- Kategori
- Deneme
Organ nakli üzerine
Yaklaşık 10 ay evveldi, soğuk bir Ocak gecesiydi.
Teyzemler ve kuzenlerimle karşılıklı sohbet ediyorduk.
Konu, haberlerde geçen ‘organ nakilleri’ haberleriyle açıldı.
Ben, destekliyorum bu organ nakillerini, mezarda çürümektense, bir insana ümit oluyor, dedim.
Teyzeoğlum, ben desteklemiyorum, kabir azabı ne olacak, eksik eksik olur mu? dedi.
Teyzem, öteki dünyaya eksik eksik mi gideceğiz, mazaallah, öyle uyanırsak ne olacak, dedi.
Gülümseyerek, olur mu hiç öyle şey teyze, Allah, “Tırnaklarının ucuna kadar aynı” tekrar yaratacağını söyler, dedim.
Eksik yaratılma meselesini, Zülfü Livaneli’nin ‘Engereğin Gözü’ adlı romanında da duymuştum.
Romandaki kahraman, saray çalışanlarından bir hadım. Cinsel organı çocukken kesilmiş. (Osmanlıyı din devleti olarak görenler, başta hadımlığı açıklayamazlar ki)
Cinsel organı olmadığı için, öteki dünyada da böyle uyanacağı inancına sahiptir, bu hadım.
Hadımlaştırma işlemlerinin yapıldığı merkezlerden elde ettiği bir cinsel organı, su dolu bir kavanozda, kuşağının arasında taşır.
Bir gün öldüğünde, bu organ sayesinde, öteki dünyada şeysiz uyanmayacaktır.
Teyzemin ifade ettiği eksik uyanmayız mı ama, inancı eskiden gelen bir inanışmış, örnekte gördüğünüz gibi…
Sohbete dönelim.
Teyzeoğlu, kabir azabı, derken, bu azap hakkındaki uydurmaları, hadis denen tevatürleri, söylentileri dile getiriyor, şirket dininden misaller veriyor.
Hani şu yılanlar, çıyanlar sokacakmış, börtü böcek yiyecekmiş, şeklinde çeşit çeşit azaplar varmış… O söylentiler işte…
Teyzem tekrar, Cübbeli Ahmet Hoca’da olur vermiyor, bu organ nakline, dedi.
Çoğu ilahiyatçı da onaylıyor, ama Teyze, dedim.

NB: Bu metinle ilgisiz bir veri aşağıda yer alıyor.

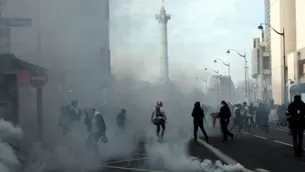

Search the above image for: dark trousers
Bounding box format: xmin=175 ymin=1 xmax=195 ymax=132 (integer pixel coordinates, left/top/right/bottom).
xmin=154 ymin=119 xmax=165 ymax=138
xmin=291 ymin=123 xmax=304 ymax=156
xmin=86 ymin=133 xmax=101 ymax=158
xmin=220 ymin=120 xmax=234 ymax=140
xmin=194 ymin=122 xmax=209 ymax=143
xmin=230 ymin=117 xmax=242 ymax=132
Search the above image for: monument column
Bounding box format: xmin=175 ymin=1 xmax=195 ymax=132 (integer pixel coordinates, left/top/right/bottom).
xmin=156 ymin=2 xmax=171 ymax=82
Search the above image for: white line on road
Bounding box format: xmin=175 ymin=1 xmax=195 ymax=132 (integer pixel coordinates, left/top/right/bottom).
xmin=273 ymin=140 xmax=293 ymax=147
xmin=275 ymin=128 xmax=288 ymax=132
xmin=241 ymin=131 xmax=250 ymax=135
xmin=253 ymin=135 xmax=268 ymax=140
xmin=198 ymin=139 xmax=254 ymax=172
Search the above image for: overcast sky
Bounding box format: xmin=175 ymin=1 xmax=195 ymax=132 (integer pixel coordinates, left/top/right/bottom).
xmin=111 ymin=0 xmax=264 ymax=81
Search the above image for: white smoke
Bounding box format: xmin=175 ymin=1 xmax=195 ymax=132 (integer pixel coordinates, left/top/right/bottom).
xmin=0 ymin=119 xmax=23 ymax=172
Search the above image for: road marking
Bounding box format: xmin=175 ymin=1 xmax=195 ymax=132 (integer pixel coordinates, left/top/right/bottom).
xmin=254 ymin=168 xmax=271 ymax=172
xmin=103 ymin=165 xmax=163 ymax=172
xmin=275 ymin=128 xmax=289 ymax=132
xmin=273 ymin=140 xmax=293 ymax=147
xmin=198 ymin=139 xmax=254 ymax=172
xmin=106 ymin=157 xmax=149 ymax=165
xmin=252 ymin=135 xmax=268 ymax=140
xmin=133 ymin=153 xmax=148 ymax=156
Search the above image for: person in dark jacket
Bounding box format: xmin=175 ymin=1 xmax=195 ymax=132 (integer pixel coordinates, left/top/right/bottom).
xmin=116 ymin=108 xmax=126 ymax=130
xmin=217 ymin=100 xmax=234 ymax=141
xmin=192 ymin=101 xmax=209 ymax=143
xmin=84 ymin=108 xmax=108 ymax=157
xmin=230 ymin=104 xmax=242 ymax=132
xmin=286 ymin=95 xmax=305 ymax=157
xmin=57 ymin=100 xmax=82 ymax=136
xmin=256 ymin=103 xmax=269 ymax=133
xmin=249 ymin=103 xmax=256 ymax=128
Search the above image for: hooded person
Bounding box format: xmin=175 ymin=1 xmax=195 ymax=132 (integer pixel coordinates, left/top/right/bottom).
xmin=151 ymin=101 xmax=167 ymax=141
xmin=217 ymin=100 xmax=234 ymax=141
xmin=192 ymin=101 xmax=209 ymax=143
xmin=230 ymin=104 xmax=242 ymax=132
xmin=57 ymin=100 xmax=82 ymax=136
xmin=286 ymin=95 xmax=305 ymax=157
xmin=256 ymin=103 xmax=269 ymax=133
xmin=84 ymin=108 xmax=108 ymax=157
xmin=116 ymin=108 xmax=126 ymax=130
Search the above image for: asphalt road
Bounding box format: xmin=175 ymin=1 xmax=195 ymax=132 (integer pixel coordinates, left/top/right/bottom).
xmin=97 ymin=141 xmax=222 ymax=172
xmin=198 ymin=127 xmax=305 ymax=172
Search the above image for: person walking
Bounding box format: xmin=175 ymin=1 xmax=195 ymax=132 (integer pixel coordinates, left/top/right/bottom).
xmin=217 ymin=100 xmax=234 ymax=141
xmin=192 ymin=101 xmax=209 ymax=143
xmin=286 ymin=95 xmax=305 ymax=157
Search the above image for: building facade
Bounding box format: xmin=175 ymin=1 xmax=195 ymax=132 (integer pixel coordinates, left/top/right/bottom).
xmin=208 ymin=75 xmax=235 ymax=101
xmin=262 ymin=0 xmax=271 ymax=52
xmin=252 ymin=38 xmax=272 ymax=100
xmin=270 ymin=0 xmax=305 ymax=104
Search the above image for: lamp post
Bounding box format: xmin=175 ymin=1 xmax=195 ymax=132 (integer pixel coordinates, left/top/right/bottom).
xmin=258 ymin=23 xmax=288 ymax=104
xmin=214 ymin=59 xmax=232 ymax=102
xmin=205 ymin=68 xmax=220 ymax=97
xmin=227 ymin=49 xmax=249 ymax=97
xmin=196 ymin=77 xmax=208 ymax=94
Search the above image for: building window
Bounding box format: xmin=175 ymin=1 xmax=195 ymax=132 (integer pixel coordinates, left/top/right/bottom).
xmin=263 ymin=57 xmax=270 ymax=70
xmin=299 ymin=63 xmax=305 ymax=76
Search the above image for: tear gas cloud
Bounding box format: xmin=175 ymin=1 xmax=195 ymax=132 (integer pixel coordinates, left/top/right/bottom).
xmin=0 ymin=119 xmax=23 ymax=172
xmin=0 ymin=0 xmax=241 ymax=172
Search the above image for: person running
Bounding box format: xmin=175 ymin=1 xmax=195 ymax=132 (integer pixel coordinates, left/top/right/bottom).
xmin=230 ymin=104 xmax=242 ymax=133
xmin=116 ymin=108 xmax=126 ymax=130
xmin=192 ymin=101 xmax=209 ymax=143
xmin=151 ymin=101 xmax=167 ymax=141
xmin=84 ymin=108 xmax=108 ymax=158
xmin=286 ymin=95 xmax=305 ymax=157
xmin=217 ymin=100 xmax=234 ymax=141
xmin=57 ymin=100 xmax=82 ymax=136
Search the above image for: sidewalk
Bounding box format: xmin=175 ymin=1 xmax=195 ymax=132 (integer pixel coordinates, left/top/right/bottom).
xmin=202 ymin=134 xmax=305 ymax=172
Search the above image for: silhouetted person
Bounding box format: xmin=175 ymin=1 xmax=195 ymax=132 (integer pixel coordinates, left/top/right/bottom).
xmin=287 ymin=95 xmax=305 ymax=157
xmin=151 ymin=101 xmax=167 ymax=141
xmin=116 ymin=109 xmax=126 ymax=130
xmin=256 ymin=103 xmax=269 ymax=133
xmin=192 ymin=102 xmax=209 ymax=143
xmin=217 ymin=100 xmax=234 ymax=141
xmin=58 ymin=100 xmax=82 ymax=136
xmin=230 ymin=104 xmax=242 ymax=132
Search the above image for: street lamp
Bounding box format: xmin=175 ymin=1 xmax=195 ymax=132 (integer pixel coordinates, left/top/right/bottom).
xmin=257 ymin=23 xmax=288 ymax=104
xmin=204 ymin=68 xmax=220 ymax=97
xmin=214 ymin=58 xmax=232 ymax=102
xmin=196 ymin=77 xmax=208 ymax=94
xmin=227 ymin=49 xmax=248 ymax=97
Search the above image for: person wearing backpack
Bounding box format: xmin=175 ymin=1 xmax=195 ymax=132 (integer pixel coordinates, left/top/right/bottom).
xmin=192 ymin=101 xmax=209 ymax=143
xmin=151 ymin=101 xmax=167 ymax=141
xmin=286 ymin=95 xmax=305 ymax=157
xmin=217 ymin=100 xmax=234 ymax=141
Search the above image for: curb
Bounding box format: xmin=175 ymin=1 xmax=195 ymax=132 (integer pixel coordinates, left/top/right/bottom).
xmin=198 ymin=138 xmax=255 ymax=172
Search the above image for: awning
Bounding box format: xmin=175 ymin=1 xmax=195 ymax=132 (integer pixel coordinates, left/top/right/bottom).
xmin=0 ymin=54 xmax=47 ymax=73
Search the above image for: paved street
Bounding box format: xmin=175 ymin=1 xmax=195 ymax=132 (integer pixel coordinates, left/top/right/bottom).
xmin=197 ymin=125 xmax=305 ymax=172
xmin=99 ymin=139 xmax=222 ymax=172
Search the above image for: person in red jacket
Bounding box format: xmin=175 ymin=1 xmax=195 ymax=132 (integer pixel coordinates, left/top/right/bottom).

Teyzeoğlum, Cübbeli Ahmet’le diğer ilahiyatçılar bir değildir. Birinin bilgisi teorik, Cübbeli Ahmet’in ki uygulamalı, temelden, dedi.
Git işine teyzeoğlu, dedim.
Vicdanın ‘olur’ dediği, onayladığı bütün güzel işler, Allah tarafından da onaylanır, dedim.
İnandığınızı söylediğiniz Kuran’da ‘ümidini yitirenlerin yalnız kafirler olduğunu’ söyler, dedim.
Çaresiz kalan, hastalığın öldüreceğine dair iddialar olan, organ eksikliği çeken bir hastanın iyileşmesine sebep olmak, hayata sarılmasını sağlamak, ‘Tanrı’dan hiçbir zaman ümit kesilmez’ söyleminin kanıtlayıcısı, destekleyicisi, örnekleyicisi değil midir?
Organ nakli konusunda, monoteistlerin fikri ne, bilmiyorum. Ama benim vicdanım ve aklım olur, diyor. Eminim Tanrı da öyle ister.